Each eye input is a combination of two parameters:

  • The object that the sight line encountered (wall, grass or nothing).
  • The distance (measured only by the section in which it was seen).

 The input value for each eye is therefore:

  • 0 to NofSection-1: a wall was encountered in section 1 to NofSections
  • NofSection to 2*NofSection-1: a grass was encountered in section 1 to NofSections
  • 2*NofSection: there is nothing within the view distance of this eye.

Therefore, the number of MDP states is determined by the Number of agent’s eyes, and number of sections in each eye.

Hence, the number of MDP states was calculated to be:

pow(2 * NofSections+1, NofEyes)

Reward

Since the life span of the agent is chosen by the user, and might be long, we decided to give the agent an immediate return after each step. The immediate return value is calculated based on 2 parameters:

       1.         The action the agent performs: we consider a success in navigation if the agent actually moves forward, a less valued situation is to turn right or left, and worst action is to stand still (which happens when the agent is trying to move forward when he is facing a wall).

       2.         The kind of landscape the agent is in – the agent is rewarded for standing on a grassy landscape more than standing on a non-grassy landscape.


Note that the chosen reward determines the agent’s behavior in the world. Since no reward was given for searching for new positions in which the agent never visited, there is no reason for the agent, under the current reward mechanism, won’t choose as its best policy a policy which will make it repeating the same route again and again. The current reward function was chosen since our main goal was to prevent agent from walking into walls and from halting, and in addition to encourage it to stay in grass areas.

 The decision to give only immediate reward was partly made since with trial and error we discovered that the agent does not learn well enough given only final reward. This probably has to do with the fact that for a too long life span the final reward does not give enough information and does not defuse back to all the states (unlike the blackjack exercise, in which final return value was given, where each game was very short and there were considerably less states).

The Sarsa Algorithm

This is an online algorithm for finding the best agent’s policy (meaning which action to do in each MDP-state).

The algorithm performs a predefined number of iterations.

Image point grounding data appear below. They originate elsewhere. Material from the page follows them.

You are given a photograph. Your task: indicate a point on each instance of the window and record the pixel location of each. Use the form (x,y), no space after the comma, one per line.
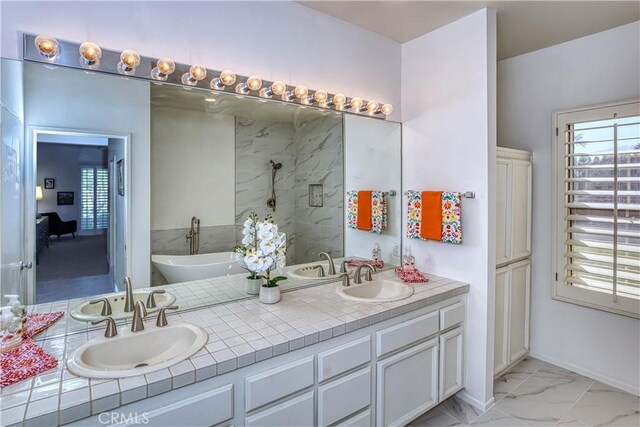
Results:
(94,198)
(597,227)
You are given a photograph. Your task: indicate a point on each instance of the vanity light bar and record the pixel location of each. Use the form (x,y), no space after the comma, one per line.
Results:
(88,55)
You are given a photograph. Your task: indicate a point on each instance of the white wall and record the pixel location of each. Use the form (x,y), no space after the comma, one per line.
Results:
(72,99)
(601,68)
(192,168)
(448,112)
(276,40)
(373,158)
(63,162)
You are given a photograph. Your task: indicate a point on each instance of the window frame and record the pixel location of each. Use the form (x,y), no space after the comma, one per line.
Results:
(560,290)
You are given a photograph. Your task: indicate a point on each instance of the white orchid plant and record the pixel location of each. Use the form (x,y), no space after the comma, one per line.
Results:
(262,249)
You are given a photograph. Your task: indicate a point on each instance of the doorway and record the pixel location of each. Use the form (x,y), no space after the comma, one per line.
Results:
(80,232)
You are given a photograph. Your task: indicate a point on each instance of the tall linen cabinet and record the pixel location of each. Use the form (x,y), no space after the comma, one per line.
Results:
(513,253)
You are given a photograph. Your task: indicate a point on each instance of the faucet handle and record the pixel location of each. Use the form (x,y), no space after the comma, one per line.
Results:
(111,330)
(106,306)
(151,301)
(162,316)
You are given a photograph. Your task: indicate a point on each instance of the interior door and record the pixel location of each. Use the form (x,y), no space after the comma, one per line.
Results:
(14,259)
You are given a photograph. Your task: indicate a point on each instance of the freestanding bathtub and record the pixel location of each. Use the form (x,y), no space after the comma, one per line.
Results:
(184,268)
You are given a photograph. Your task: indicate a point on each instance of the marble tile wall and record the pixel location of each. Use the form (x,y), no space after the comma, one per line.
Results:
(319,145)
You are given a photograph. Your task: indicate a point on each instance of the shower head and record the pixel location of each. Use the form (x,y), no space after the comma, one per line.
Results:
(275,166)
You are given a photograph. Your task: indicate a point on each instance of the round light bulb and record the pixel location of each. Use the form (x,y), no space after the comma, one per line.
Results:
(166,66)
(198,72)
(228,77)
(278,87)
(371,107)
(320,96)
(300,91)
(355,104)
(254,83)
(339,100)
(90,53)
(47,46)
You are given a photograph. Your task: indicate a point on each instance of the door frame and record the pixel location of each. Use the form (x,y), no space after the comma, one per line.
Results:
(30,180)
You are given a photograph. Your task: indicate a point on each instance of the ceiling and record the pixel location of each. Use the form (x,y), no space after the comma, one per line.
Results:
(523,26)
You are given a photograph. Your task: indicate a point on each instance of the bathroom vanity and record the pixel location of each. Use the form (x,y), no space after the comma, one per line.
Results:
(313,359)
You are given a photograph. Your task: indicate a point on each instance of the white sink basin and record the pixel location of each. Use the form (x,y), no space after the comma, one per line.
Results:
(89,312)
(376,291)
(136,353)
(307,272)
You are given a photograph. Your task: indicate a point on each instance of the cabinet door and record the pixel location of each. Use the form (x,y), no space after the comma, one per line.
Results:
(451,362)
(501,348)
(519,289)
(407,384)
(503,217)
(520,209)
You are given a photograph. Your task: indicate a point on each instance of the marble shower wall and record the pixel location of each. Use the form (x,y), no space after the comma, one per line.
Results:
(319,146)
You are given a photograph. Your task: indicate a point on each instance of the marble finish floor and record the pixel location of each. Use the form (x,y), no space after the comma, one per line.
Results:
(536,393)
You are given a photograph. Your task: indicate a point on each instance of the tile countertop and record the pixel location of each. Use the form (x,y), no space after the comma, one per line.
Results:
(240,333)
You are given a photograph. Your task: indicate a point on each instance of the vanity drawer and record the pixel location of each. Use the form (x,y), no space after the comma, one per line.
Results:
(452,315)
(273,384)
(398,336)
(292,413)
(343,358)
(344,397)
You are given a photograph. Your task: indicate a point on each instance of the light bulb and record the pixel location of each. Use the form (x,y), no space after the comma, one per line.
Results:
(47,46)
(371,107)
(90,54)
(129,60)
(355,104)
(164,67)
(386,109)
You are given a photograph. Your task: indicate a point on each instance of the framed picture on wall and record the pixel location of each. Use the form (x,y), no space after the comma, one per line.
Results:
(65,198)
(121,177)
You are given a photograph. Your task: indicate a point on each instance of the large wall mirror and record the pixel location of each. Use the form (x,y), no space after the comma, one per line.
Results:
(154,182)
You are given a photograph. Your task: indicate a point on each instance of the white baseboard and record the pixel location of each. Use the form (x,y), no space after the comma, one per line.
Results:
(463,395)
(587,373)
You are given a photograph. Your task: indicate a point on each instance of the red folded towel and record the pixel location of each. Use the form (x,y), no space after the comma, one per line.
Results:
(24,362)
(413,276)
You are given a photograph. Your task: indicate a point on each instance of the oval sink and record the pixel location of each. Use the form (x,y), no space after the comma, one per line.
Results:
(376,291)
(136,353)
(89,312)
(307,272)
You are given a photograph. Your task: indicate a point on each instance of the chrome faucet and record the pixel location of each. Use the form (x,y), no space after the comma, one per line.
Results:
(357,276)
(128,298)
(140,312)
(194,236)
(332,266)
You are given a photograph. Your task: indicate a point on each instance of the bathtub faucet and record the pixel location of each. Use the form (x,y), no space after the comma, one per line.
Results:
(194,236)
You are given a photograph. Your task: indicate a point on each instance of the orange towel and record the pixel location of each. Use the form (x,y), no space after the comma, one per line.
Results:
(364,210)
(431,215)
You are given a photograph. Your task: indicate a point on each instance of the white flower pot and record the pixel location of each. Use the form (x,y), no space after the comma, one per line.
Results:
(270,295)
(252,286)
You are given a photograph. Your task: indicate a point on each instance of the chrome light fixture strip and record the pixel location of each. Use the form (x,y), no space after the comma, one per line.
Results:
(68,55)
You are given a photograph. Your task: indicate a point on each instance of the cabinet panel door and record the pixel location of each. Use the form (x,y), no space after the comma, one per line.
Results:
(503,217)
(407,384)
(501,353)
(519,288)
(292,413)
(521,209)
(451,362)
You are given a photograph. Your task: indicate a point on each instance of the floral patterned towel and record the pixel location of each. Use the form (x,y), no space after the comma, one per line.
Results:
(411,276)
(24,362)
(451,216)
(378,210)
(38,322)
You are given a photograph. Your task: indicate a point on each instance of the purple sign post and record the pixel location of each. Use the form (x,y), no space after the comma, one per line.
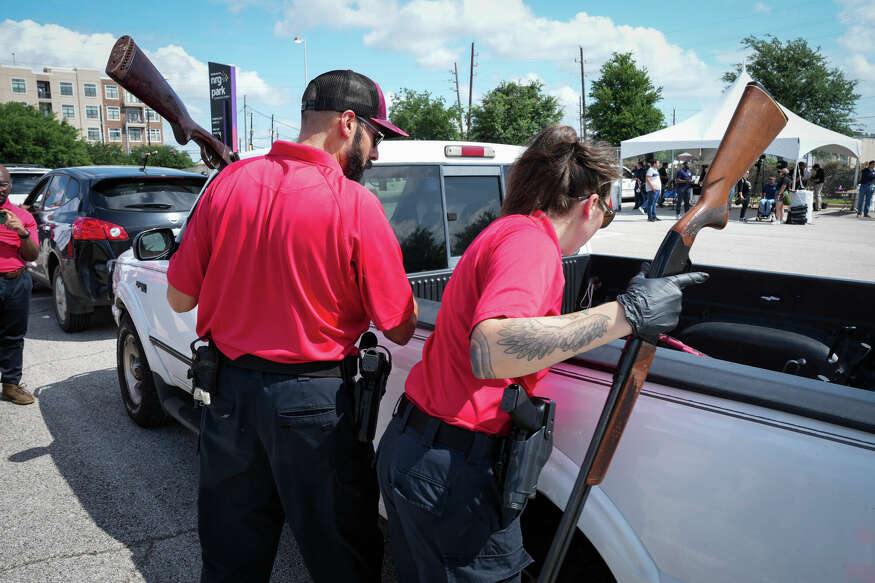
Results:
(223,103)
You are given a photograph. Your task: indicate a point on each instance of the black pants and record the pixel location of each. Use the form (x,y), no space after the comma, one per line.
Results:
(14,309)
(683,195)
(275,447)
(444,507)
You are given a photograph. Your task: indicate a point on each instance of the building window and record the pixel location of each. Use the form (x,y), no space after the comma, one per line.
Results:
(43,90)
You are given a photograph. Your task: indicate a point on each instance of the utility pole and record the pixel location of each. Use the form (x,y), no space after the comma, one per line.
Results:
(582,97)
(458,97)
(470,92)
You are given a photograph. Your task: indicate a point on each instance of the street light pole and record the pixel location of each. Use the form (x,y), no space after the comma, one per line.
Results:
(302,41)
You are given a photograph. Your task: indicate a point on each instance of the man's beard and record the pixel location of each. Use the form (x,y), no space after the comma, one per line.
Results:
(355,161)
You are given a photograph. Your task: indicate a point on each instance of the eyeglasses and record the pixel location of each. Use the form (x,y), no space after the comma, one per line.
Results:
(608,211)
(378,135)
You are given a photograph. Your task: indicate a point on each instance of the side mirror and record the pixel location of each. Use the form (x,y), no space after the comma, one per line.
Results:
(154,244)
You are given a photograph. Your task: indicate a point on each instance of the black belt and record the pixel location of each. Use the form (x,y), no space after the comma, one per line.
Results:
(12,274)
(447,435)
(317,369)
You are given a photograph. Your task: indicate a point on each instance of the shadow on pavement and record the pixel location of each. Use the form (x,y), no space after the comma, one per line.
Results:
(137,485)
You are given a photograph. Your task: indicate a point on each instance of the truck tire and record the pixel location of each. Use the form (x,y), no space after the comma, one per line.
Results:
(68,321)
(135,378)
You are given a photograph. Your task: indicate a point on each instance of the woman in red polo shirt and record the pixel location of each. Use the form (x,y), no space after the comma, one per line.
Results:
(500,323)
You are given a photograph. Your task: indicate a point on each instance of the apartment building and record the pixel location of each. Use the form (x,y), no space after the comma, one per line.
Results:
(98,107)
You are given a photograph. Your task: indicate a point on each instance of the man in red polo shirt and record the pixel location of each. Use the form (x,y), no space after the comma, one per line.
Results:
(17,246)
(289,260)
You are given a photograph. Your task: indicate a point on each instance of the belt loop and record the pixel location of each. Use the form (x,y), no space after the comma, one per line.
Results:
(480,446)
(430,432)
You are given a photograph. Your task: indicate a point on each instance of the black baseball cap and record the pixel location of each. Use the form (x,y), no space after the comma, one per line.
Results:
(345,89)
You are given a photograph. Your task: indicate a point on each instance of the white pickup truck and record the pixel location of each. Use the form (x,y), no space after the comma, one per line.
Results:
(754,464)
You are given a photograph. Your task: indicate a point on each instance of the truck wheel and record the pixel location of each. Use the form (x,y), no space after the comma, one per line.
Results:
(68,321)
(135,378)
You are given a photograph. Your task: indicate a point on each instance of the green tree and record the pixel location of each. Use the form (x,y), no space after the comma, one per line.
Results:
(29,137)
(802,80)
(512,113)
(166,156)
(622,103)
(107,154)
(425,117)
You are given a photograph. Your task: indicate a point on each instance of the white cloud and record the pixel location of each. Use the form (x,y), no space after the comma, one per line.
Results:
(438,32)
(38,45)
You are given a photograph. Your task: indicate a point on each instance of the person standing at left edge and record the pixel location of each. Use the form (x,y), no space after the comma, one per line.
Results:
(289,259)
(17,246)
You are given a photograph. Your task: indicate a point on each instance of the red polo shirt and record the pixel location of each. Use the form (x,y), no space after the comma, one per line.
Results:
(512,270)
(289,260)
(10,242)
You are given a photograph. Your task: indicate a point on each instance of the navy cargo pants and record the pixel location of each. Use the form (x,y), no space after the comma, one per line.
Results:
(444,505)
(14,309)
(275,447)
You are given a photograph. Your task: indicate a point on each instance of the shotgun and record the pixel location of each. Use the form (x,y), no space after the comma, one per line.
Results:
(133,70)
(757,121)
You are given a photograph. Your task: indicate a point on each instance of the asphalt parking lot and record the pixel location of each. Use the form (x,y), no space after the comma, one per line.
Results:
(87,495)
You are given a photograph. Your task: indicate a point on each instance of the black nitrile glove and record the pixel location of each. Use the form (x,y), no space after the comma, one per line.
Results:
(653,306)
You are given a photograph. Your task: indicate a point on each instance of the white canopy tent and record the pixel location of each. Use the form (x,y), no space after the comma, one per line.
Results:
(705,130)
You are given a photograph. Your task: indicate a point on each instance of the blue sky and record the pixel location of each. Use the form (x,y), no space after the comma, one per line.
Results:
(413,44)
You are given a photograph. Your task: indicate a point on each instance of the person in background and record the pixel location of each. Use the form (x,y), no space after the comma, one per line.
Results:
(639,174)
(654,188)
(663,179)
(867,183)
(770,188)
(782,196)
(817,180)
(683,183)
(743,190)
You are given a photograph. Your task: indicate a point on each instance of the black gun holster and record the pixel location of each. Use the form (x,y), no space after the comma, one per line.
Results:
(204,370)
(374,364)
(527,446)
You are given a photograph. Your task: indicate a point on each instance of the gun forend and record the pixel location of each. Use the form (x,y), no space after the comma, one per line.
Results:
(133,70)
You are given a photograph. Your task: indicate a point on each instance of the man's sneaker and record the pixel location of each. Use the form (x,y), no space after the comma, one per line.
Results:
(16,394)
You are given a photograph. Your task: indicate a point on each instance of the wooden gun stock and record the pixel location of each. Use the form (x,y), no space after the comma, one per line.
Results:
(133,70)
(757,121)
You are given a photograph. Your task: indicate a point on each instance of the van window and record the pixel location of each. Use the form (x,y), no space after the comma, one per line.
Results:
(472,203)
(411,198)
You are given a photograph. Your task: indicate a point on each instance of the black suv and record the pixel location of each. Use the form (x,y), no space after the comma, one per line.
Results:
(88,215)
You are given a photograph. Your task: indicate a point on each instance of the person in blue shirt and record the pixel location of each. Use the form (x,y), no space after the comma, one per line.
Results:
(683,184)
(867,184)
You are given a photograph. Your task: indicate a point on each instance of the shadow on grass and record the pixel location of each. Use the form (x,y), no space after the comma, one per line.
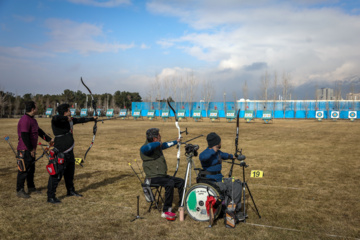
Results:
(105,182)
(6,171)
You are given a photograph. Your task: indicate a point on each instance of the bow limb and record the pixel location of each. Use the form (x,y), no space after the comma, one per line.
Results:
(93,103)
(179,142)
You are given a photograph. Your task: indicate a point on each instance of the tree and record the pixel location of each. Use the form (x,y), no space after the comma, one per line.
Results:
(264,87)
(245,93)
(191,90)
(208,92)
(286,87)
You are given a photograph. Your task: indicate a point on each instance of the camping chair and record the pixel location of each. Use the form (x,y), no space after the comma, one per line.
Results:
(149,190)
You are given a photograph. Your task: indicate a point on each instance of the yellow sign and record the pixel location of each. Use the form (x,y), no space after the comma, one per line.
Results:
(257,174)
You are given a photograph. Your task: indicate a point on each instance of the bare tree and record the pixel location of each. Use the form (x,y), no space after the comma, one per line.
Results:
(183,87)
(245,93)
(317,97)
(99,102)
(3,102)
(338,86)
(158,91)
(174,86)
(275,92)
(235,100)
(264,88)
(207,93)
(352,92)
(191,84)
(286,90)
(17,105)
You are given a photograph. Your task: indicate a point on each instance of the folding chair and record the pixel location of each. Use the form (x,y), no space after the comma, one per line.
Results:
(149,190)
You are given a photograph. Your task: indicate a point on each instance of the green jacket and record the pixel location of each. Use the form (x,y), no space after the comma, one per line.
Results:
(155,164)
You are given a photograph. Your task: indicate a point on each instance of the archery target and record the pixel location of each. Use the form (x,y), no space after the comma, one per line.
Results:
(319,114)
(335,114)
(352,114)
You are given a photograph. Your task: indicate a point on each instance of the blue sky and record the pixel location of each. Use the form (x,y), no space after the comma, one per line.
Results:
(148,46)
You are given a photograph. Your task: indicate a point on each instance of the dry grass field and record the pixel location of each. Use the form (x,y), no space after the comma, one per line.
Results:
(310,188)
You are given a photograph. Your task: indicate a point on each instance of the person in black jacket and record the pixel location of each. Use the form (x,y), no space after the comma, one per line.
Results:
(28,132)
(62,126)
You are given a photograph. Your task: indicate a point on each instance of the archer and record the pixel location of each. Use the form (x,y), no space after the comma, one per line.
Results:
(155,167)
(62,126)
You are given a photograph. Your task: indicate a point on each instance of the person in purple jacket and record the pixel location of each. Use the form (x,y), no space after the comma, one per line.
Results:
(28,132)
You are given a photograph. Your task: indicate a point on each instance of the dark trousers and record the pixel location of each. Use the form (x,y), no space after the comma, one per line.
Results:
(169,183)
(68,171)
(27,175)
(232,190)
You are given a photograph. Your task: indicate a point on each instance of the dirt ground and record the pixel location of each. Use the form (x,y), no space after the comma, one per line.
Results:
(310,188)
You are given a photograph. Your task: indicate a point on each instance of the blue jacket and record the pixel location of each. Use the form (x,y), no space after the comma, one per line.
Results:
(211,162)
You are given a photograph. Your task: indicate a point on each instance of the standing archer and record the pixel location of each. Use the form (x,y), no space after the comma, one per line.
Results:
(28,133)
(62,126)
(155,167)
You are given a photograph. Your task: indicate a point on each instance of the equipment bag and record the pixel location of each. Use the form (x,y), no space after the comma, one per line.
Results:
(230,218)
(149,196)
(52,167)
(20,161)
(60,158)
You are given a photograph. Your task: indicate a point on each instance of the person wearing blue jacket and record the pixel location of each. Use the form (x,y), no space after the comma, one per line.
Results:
(211,162)
(155,167)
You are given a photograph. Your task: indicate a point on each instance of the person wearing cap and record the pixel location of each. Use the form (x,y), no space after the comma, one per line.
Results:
(28,132)
(211,162)
(155,167)
(211,158)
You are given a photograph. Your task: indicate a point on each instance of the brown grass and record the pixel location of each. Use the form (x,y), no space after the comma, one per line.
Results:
(310,189)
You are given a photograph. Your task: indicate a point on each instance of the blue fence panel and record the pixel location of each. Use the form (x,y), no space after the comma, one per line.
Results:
(300,114)
(344,114)
(279,114)
(293,109)
(290,114)
(259,114)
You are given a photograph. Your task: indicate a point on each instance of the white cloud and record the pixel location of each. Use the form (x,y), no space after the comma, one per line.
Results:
(24,18)
(144,46)
(67,36)
(21,52)
(101,3)
(305,42)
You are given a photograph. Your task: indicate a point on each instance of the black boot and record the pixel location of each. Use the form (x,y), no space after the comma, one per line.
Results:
(34,190)
(54,200)
(73,193)
(22,194)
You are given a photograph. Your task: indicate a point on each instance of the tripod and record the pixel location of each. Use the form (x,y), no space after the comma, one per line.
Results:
(138,215)
(244,185)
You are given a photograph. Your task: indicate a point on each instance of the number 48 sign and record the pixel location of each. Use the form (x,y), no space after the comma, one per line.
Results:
(257,174)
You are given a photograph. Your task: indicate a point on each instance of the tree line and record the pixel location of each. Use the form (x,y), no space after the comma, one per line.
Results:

Each iteration include the following steps:

  • The agent chooses the epsilon-greedy action for its state, according to the matrix of states and actions values, which is updated by the algorithm.
  • It then gets its new state according to the action done.
  • Then it updates the Value matrix in the following way: A second action is chosen in an epsilon-greedy fashion from the new state, and the immediate return value to which this action leads to is calculated. The value of the previous state and action are updated according to the immediate reward, and the value of the new state and action.

We proved in class that under certain assumptions, the algorithm converges.

The TD0 Algorithm

This is an online algorithm, which evaluates a given policy. This evaluation yields a value for each MDP-state. The score we used was an average over all states.

The algorithm performs a predefined number of iterations. It updates the value function of a state by calculating the Temporal Distance between the value received from moving a step in the world (sampling the world) and the previous state value.

 Each iteration include the following steps:

  • The agent moves a step in the world, according to the action chosen by its policy for its current state.
  • The value of the next state and the immediate return value are calculated, and the previous agent’s state is updated according to them.

 Algorithms Implementation Notes

·          In each of the algorithms, the agent’s initial position is chosen randomly (from all the positions that are not a wall). This is done in order to give the agent a chance to get to new states (to “see” more view options).

When choosing a more complicated agent (an agent which has many eyes and/or many sections in each eye), the number of agent’s MDP states grows. Therefore, it takes more iterations for the algorithm to converge. In general the algorithms yielded better results when the agent has a moderate amount of states.